Not that David Byrne is looking back wistfully to times long gone. Instead, the Scottish-American singer, songwriter, bandleader, and multi-disciplinary artist draws a straight line from what he experienced in his youth to what’s happening right now. When we spoke, he was preparing to induct Radiohead into the Rock and Roll Hall of Fame later that week.

“There’s another example,” Byrne said. “They started out as sort of a more conventional band, and then just went way off into absorbing other kinds of music—but they just got more and more popular.” And yet another band in this year’s Hall of Fame class, Roxy Music, made its mark initially with a combination of fashionable glam rock and avant-garde experimentation provided by one of its members, Brian Eno—who in time would serve as a catalyst for change for Byrne and the band with which he became world famous: Talking Heads.

David Byrne
Photograph: Jody Rogac

Here, too, was an example of a group whose forays far afield of the commercial mainstream – from lean, wiry rock into deep Afrobeat grooves and wider excursions – contributed to wider success. Even before Talking Heads ran its course in 1991, Byrne was exploring farther still in collaborations with artists like Eno, Robert Wilson, and Twyla Tharp. And even as he delved into fresh artistic disciplines, his musical vocabulary continued to grow richer and more daring.

Throughout, Byrne adhered to a fluid view of history, finding newness in past creations as readily as in contemporary work. Luaka Bop, the highly regarded record label he founded in 1990, has introduced listeners not only to new acts from around the world, but to deep veins of lost musical lore.

“What I discovered at some point in my life is that the past can be as relevant as the future,” Byrne says. “Everything that’s new isn’t happening now, or in the future. Some of the things that are new to you, or to a music audience, might be something that happened in the past. You find it, and it’s new to you. It’s inspirational, and you go, wow, who knew that that happened?”

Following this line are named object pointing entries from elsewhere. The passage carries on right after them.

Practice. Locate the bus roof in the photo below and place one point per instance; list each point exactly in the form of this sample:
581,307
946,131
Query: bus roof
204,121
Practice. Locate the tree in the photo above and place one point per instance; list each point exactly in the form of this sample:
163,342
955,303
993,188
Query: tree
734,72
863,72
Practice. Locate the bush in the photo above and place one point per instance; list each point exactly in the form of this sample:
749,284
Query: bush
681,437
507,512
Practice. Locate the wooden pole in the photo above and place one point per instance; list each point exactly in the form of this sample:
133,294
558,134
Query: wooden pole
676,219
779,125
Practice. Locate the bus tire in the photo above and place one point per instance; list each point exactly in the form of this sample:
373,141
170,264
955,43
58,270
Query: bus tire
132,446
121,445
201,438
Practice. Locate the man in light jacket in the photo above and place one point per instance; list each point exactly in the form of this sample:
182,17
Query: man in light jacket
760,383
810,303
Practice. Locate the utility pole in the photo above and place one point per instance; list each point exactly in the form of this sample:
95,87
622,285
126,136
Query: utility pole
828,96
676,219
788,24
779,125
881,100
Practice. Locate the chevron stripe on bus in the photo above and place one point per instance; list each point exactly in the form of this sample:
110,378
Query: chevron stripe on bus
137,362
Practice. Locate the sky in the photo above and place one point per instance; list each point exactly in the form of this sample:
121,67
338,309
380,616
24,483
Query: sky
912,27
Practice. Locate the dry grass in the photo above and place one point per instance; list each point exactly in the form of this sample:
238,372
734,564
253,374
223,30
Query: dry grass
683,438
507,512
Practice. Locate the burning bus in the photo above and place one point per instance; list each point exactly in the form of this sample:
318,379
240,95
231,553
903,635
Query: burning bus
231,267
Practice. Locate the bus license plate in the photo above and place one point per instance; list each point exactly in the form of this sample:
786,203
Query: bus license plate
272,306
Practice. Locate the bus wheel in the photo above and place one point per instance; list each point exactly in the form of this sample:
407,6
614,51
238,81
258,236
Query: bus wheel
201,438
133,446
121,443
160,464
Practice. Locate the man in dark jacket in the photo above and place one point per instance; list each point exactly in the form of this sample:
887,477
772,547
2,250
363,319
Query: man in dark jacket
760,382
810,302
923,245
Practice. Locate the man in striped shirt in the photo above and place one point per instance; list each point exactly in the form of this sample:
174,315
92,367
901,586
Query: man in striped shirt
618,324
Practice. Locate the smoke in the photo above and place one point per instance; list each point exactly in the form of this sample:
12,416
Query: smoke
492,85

Still, Byrne continues to pursue new experiences and fresh inspiration. “I don’t go out as much as I used to, but I still go out pretty regularly… I would say once or twice a week,” he says. (As it happened, in the week preceding our conversation he’d attended three plays.) “I’m willing to go see something and feel like, I may not like everything about what I’m going to see or hear, but there’s always going to be something that I can learn and apply to my work.”